3. Il résulte de ces dispositions, d'une part, que le titre de recettes individuel ou l'extrait du titre de recettes collectif doivent mentionner les nom, prénoms et qualité de l'auteur de cette décision, de même, par voie de conséquence, que l'ampliation adressée au redevable, et d'autre part, qu'il appartient à l'autorité administrative de justifier en cas de contestation que le bordereau de titre de recettes comporte la signature de cet auteur. Lorsque le bordereau est signé non par l'ordonnateur lui-même mais par une personne ayant reçu de lui une délégation de compétence ou de signature, ce sont, dès lors, les noms, prénoms et qualité de cette personne qui doivent être mentionnés sur le titre de recettes individuel ou l'extrait du titre de recettes collectif, de même que sur l'ampliation adressée au redevable.

4. En l'espèce, selon l'attestation produite par le président du Conseil régional de Bretagne, le bordereau n° 00001628 comprenant le titre n° 5609 aurait été signé par M. A C, chef du service comptabilité du Conseil régional de Bretagne. Toutefois, le président du Conseil régional de Bretagne ne produit pas ce bordereau et ne justifie donc pas de la mention sur celui-ci du nom, prénom et de la qualité de M. A C. Il s'ensuit que M. B est fondé à soutenir que le titre exécutoire litigieux méconnait les dispositions citées au point 2. Le titre de recettes individuel émis et rendu exécutoire le 30 octobre 2023 à l'encontre de M. B doit être dès lors être annulé.
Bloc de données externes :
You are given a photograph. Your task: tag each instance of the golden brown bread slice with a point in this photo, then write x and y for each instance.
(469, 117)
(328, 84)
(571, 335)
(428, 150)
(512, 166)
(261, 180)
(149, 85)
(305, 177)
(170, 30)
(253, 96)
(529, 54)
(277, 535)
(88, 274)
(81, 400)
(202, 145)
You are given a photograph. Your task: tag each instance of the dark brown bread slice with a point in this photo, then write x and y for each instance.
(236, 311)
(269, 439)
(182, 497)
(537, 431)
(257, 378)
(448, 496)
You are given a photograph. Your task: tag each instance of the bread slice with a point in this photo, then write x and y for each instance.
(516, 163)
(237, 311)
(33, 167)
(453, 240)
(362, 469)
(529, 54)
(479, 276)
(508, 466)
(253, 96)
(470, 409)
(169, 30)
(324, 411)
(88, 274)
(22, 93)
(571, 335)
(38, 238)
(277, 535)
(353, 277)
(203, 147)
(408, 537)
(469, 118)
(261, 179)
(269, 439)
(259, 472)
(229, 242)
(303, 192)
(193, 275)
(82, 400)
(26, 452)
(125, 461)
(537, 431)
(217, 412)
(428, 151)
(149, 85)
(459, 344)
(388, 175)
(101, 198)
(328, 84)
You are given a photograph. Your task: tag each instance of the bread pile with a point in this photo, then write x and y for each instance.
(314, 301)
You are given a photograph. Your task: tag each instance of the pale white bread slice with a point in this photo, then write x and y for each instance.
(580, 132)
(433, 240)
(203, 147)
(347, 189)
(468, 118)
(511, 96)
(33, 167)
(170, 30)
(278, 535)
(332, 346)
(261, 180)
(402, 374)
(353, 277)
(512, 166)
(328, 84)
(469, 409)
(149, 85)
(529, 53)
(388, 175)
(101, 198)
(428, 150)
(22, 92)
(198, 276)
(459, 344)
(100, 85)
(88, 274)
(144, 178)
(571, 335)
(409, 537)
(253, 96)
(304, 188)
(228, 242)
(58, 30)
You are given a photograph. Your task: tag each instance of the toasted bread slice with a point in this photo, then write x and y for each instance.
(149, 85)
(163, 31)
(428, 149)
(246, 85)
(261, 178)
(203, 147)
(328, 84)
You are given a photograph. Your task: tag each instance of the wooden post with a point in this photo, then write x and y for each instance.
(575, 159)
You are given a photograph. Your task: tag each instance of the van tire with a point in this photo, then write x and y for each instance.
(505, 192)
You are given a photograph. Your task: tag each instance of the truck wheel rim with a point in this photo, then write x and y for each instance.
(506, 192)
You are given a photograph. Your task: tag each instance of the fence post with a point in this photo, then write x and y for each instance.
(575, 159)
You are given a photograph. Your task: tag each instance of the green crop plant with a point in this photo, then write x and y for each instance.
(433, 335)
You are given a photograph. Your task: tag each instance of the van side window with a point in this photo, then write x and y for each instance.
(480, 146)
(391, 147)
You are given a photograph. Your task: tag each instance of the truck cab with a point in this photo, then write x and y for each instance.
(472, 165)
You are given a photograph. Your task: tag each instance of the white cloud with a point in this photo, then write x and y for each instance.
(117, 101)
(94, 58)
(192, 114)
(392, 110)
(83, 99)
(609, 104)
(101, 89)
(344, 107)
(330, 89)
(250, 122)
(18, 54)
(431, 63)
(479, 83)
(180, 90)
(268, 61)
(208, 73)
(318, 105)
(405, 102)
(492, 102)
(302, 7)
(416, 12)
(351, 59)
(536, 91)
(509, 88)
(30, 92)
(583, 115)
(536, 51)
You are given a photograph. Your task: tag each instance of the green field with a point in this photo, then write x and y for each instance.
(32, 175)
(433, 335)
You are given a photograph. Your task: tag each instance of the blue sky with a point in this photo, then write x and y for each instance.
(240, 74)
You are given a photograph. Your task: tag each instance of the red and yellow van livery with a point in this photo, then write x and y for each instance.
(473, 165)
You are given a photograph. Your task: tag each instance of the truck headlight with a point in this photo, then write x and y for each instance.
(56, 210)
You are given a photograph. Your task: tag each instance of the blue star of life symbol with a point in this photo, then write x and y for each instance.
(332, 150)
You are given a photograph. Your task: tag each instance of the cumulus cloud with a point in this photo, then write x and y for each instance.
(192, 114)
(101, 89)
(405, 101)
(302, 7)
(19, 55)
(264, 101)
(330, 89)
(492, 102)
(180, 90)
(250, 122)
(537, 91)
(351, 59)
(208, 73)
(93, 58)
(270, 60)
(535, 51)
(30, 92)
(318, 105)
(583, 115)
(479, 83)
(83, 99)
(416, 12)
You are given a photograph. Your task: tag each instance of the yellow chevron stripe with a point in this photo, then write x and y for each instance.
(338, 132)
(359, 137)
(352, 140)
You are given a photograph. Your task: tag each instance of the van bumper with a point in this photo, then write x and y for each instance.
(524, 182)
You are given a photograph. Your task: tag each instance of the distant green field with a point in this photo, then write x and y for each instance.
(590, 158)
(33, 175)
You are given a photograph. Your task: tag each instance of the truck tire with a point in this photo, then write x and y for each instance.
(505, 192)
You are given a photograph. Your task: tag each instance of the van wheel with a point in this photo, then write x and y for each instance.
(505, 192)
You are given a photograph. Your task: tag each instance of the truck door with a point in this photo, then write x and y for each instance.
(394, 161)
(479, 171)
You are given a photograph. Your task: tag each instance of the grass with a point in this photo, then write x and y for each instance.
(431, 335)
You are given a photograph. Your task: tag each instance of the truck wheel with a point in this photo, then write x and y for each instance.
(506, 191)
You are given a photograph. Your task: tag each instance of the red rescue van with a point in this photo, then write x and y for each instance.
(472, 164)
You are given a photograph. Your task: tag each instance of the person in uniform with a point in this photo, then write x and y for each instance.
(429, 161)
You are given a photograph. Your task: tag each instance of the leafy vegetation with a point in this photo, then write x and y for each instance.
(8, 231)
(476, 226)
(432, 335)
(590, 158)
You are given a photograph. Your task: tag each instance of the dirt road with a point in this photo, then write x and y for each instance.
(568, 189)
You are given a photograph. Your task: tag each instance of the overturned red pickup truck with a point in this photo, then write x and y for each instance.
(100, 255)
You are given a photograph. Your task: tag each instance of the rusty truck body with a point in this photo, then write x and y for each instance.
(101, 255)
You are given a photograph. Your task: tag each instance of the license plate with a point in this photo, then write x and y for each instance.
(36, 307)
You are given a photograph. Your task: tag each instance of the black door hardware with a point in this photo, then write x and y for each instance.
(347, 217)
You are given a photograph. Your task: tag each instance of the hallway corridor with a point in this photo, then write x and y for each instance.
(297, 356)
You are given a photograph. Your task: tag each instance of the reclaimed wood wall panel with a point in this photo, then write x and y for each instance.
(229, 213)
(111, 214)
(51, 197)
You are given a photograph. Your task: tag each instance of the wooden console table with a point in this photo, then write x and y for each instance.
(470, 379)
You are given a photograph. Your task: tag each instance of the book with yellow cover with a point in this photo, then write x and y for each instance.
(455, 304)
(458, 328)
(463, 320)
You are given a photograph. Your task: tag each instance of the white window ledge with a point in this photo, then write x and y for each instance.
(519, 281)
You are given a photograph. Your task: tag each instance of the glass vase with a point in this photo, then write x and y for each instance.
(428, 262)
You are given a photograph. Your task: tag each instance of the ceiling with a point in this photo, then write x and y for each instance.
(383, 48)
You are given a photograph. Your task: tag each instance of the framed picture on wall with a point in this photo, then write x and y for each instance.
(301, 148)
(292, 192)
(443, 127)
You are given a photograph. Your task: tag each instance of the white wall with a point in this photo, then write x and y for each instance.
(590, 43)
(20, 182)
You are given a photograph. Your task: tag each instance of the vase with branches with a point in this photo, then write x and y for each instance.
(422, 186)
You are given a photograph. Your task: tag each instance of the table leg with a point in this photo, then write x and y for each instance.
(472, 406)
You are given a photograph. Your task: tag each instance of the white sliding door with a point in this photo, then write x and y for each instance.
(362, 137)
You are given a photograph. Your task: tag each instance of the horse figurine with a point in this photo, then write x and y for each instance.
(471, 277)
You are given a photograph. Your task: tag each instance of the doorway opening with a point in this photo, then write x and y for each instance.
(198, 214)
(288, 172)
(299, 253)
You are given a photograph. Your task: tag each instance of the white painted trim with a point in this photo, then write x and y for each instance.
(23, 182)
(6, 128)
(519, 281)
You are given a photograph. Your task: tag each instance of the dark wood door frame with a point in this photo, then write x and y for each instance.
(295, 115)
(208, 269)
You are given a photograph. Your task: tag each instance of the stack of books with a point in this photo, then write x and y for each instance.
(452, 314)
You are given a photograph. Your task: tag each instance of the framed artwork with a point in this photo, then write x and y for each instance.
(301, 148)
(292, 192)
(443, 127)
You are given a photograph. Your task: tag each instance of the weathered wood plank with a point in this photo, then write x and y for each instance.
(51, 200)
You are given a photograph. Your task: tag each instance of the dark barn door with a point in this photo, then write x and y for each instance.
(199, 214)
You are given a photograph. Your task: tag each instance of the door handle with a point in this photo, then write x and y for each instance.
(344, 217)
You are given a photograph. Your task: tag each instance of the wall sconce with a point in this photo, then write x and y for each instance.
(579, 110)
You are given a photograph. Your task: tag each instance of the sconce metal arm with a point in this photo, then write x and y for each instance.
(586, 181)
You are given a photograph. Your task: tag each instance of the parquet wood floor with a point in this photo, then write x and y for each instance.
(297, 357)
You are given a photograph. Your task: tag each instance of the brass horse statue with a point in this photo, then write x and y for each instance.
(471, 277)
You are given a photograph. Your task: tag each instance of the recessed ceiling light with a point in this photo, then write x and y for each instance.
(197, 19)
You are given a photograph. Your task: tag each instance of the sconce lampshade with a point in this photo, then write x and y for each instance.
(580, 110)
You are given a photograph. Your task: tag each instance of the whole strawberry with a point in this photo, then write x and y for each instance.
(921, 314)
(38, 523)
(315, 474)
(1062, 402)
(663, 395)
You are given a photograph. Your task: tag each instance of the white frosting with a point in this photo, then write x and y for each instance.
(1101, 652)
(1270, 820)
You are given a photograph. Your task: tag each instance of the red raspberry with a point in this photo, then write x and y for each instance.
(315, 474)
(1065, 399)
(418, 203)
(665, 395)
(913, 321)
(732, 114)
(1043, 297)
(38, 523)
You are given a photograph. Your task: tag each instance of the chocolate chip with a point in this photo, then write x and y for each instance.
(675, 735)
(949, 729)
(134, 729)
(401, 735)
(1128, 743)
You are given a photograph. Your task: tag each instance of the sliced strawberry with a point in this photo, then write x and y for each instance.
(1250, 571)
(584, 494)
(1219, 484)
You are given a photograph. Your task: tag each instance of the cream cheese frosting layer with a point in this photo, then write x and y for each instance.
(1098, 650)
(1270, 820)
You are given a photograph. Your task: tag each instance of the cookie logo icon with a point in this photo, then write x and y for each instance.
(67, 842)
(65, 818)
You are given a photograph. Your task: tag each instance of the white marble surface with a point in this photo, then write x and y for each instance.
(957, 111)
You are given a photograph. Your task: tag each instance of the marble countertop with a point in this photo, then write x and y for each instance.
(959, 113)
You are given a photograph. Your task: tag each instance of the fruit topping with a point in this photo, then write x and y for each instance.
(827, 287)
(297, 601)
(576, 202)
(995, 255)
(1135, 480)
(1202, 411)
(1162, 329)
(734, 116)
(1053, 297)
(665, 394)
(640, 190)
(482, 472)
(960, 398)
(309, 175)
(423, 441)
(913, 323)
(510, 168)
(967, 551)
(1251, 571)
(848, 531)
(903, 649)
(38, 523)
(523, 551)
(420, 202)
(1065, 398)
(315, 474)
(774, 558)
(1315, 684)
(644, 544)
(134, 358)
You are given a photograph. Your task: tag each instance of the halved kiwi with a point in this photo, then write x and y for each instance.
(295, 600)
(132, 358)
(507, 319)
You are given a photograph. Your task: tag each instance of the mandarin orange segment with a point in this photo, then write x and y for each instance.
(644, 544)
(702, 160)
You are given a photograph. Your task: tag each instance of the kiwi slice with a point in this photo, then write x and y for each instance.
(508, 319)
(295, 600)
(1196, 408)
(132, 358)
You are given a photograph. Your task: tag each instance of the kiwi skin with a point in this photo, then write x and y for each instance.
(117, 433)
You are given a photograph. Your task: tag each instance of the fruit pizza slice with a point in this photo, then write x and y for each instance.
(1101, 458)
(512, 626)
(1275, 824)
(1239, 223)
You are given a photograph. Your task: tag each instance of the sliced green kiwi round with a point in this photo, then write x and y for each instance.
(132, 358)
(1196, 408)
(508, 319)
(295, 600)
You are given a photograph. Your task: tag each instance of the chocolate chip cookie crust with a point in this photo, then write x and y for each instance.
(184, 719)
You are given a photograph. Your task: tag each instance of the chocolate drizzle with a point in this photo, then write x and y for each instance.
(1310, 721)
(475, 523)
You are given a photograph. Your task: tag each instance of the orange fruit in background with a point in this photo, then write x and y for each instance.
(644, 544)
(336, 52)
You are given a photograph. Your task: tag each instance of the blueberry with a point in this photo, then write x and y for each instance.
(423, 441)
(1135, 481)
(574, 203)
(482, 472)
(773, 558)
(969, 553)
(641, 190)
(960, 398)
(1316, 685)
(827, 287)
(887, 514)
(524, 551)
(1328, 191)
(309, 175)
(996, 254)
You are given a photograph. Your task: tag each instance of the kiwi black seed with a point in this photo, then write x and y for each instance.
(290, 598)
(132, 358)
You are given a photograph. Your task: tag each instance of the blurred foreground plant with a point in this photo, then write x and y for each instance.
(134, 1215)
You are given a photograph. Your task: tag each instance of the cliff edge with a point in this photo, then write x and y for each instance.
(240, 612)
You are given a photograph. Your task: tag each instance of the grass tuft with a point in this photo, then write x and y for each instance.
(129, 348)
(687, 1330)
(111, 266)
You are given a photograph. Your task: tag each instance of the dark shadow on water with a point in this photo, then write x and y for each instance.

Sur les frais liés au litige :

5. La région Bretagne étant partie perdante à l'instance, il y a lieu de mettre à sa charge le versement à M. B d'une somme de 1 500 euros sur le fondement des dispositions de l'article L. 761-1 du code de justice administrative.

D É C I D E :

Article 1er : Le titre exécutoire émis par le président du conseil régional de Bretagne le 30 octobre 2023 est annulé.

Article 2 : La région Bretagne versera à M. B la somme de 1 500 euros au titre des dispositions de l'article L. 761-1 du code de justice administrative.

Article 3 : Le présent jugement sera notifié à M. E B et à la région Bretagne.

Rendu public par mise à disposition au greffe le 15 juillet 2024.

Le président-rapporteur,

Signé

F. D

L'assesseur le plus ancien,

Signé

F. Terras

La greffière,

Signé

E. Douillard

La République mande et ordonne au préfet du Morbihan, en ce qui le concerne ou à tous commissaires de justice à ce requis en ce qui concerne les voies de droit commun, contre les parties privées, de pourvoir à l'exécution de la présente décision.